# Sold my Mamiya M645, but have a problem



## bkraai (Sep 22, 2011)

Last night I sold my M645 with the following for $225
M645 body
80mm 2.8 lend
CdS prism viewfinder 
Waist level viewfinder
120 and 220 film inserts. (1 each)
Carrying case
Problem is that today I got a call saying that the aperture wouldn't move. I was upfront that the camera had been sitting for 8 months and I was not aware of any problems with the camera when I last used it. He brought it to a local camera shop and they think it could be that the grease on the blades could be gummed up. They'll charge $58 to fix it. If that's not it they think it could be the linkage in the lens. 
For all I know, he could have dropped the lens last night. 
What would you guys do in this situation? Tell him he's on his own? Offer to cover part of the $58? I feel badly it doesn't work right, but it did work perfectly fine last time I shot with it. 
Thanks for any input.


----------



## Tomasko (Sep 22, 2011)

When exactly did you shot with it last time? Yesterday? 10 years ago?


----------



## bkraai (Sep 22, 2011)

I last used it in April 2011.


----------



## bkraai (Sep 22, 2011)

I had goofed in my first posting about the camera sitting for 8 months. I last shot with it in April and none of the photos showed any sign of an aperture problem.


----------



## CCericola (Sep 22, 2011)

1. You should have tested it before you sold it. 2. The buyer should have tested it before buying it. In the end I say Caveat emptor.

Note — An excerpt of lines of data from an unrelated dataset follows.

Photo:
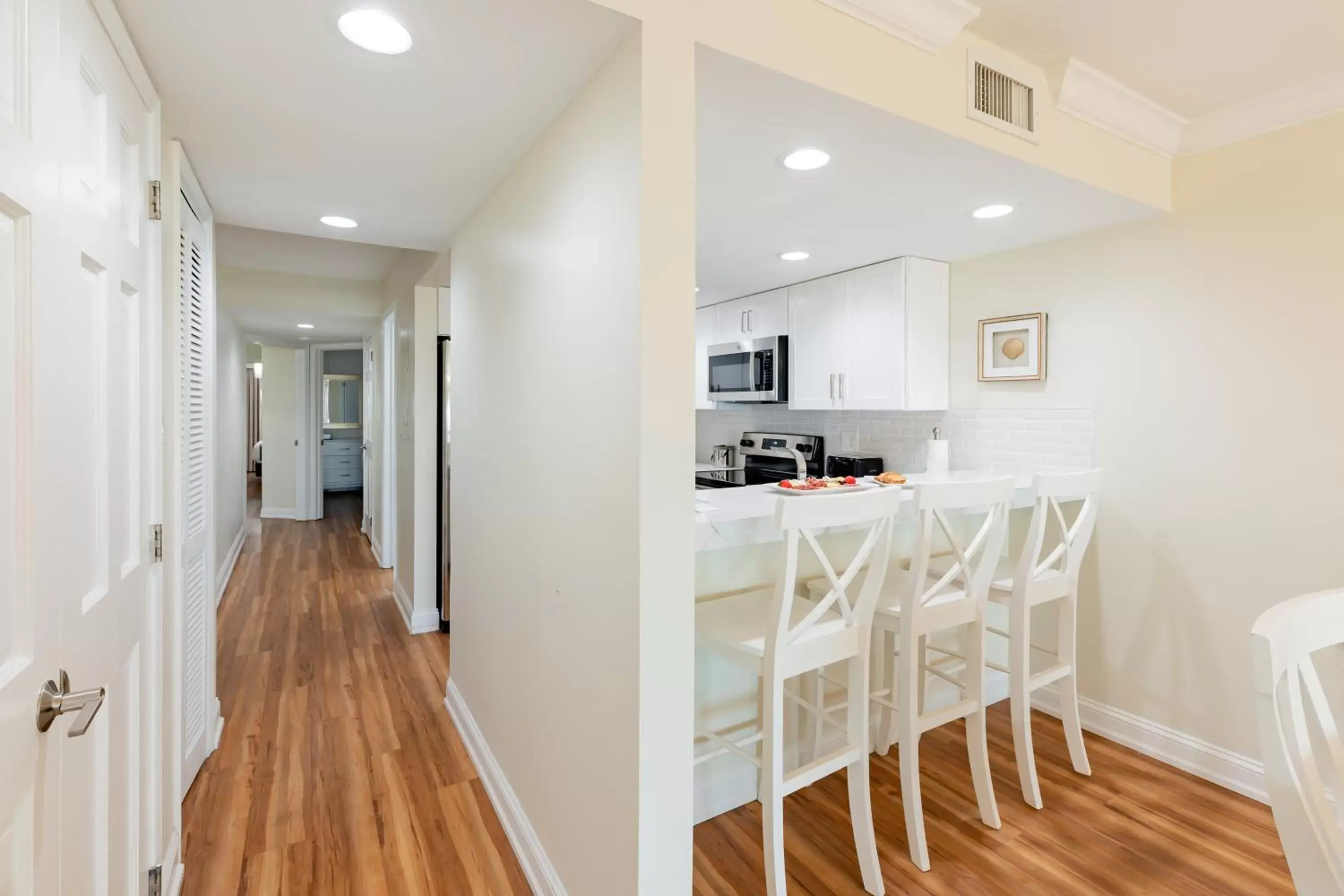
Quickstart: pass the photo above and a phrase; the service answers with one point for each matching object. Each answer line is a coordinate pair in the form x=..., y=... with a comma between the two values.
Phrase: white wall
x=230, y=441
x=546, y=540
x=279, y=431
x=1209, y=346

There was no intent to deceive if you are telling the truth.


----------



## Derrel (Sep 22, 2011)

The grease might be thickened up..or the buyer might be an id'jot, and has the lens set to maximum aperture...tell them to try firing the camera on BULB, and then, by hand, close the lens aperture down while the shutter is open....then try it again....see if maybe it's just sluggish.
When some unknown person says a camera is mis-behaving, like "the shutter will not fire--it is broken!" but the darkslide is still in the back....it just makes you want to sigh and say, "well, you're not using the equipment quite right..." And YEAH, he might have dropped the lens last night, or banged it, or messed up the linkage...I dunno...lens diaphragms can conk out without warning...will the DOF preview get the lens to stop down? How was the sale made? Did the buyer actually come and look at,hold,and evaluate the camera, or was it simply shipped to him. ANyhow, if he got the camera for $225 with a CDs prism, waist level, a lens, and 2 inserts...geeze...a $58 repair job is NOTHING!!! I spend that much on refreshments for a big football game...


----------



## bkraai (Sep 22, 2011)

The buyer said he tried the bulb method and saw no movement when he adjusted the aperture. He said he also tried to use the DOF preview. 
He did get a chance to handle the camera and check it out before he paid me in cash.


----------



## 2WheelPhoto (Sep 22, 2011)

bkraai said:


> The buyer said he tried the bulb method and saw no movement when he adjusted the aperture. He said he also tried to use the DOF preview.
> *He did get a chance to handle the camera and check it out before he paid me in cash*.



He must have understood it was sold "as-is"?


----------



## compur (Sep 22, 2011)

I have bought cameras and later found they had a problem I wasn't aware of at the time. 
I didn't then contact the seller and ask them for money.  I chalked it up to my own
error. 

Worst case: he could sell the camera parts and get his money back.  An M645 waist level
finder alone sells for $75-$100


----------



## orlovphoto (Sep 23, 2011)

He still got a great deal even if he is a dummy for either not catching it when he bought it or thinking that you should pay now that he did something to it. Buyer beware - very good concept, I'm not one to rip people off by selling broken equipment (and not saying that you did), but I actually know a STORE that knowingly sells broken cameras for top dollar and if you don't catch it in 7 days (that's how long their warranty on used stuff it) you're **** out of luck  I warn people against it, but I see people get ripped off all the time there... The main thing is that it taught me to look twice while buying. And for your end - if you described it as best you could and he didn't see anything wrong with it when it was bought you did nothing wrong. He probably did drop it...


----------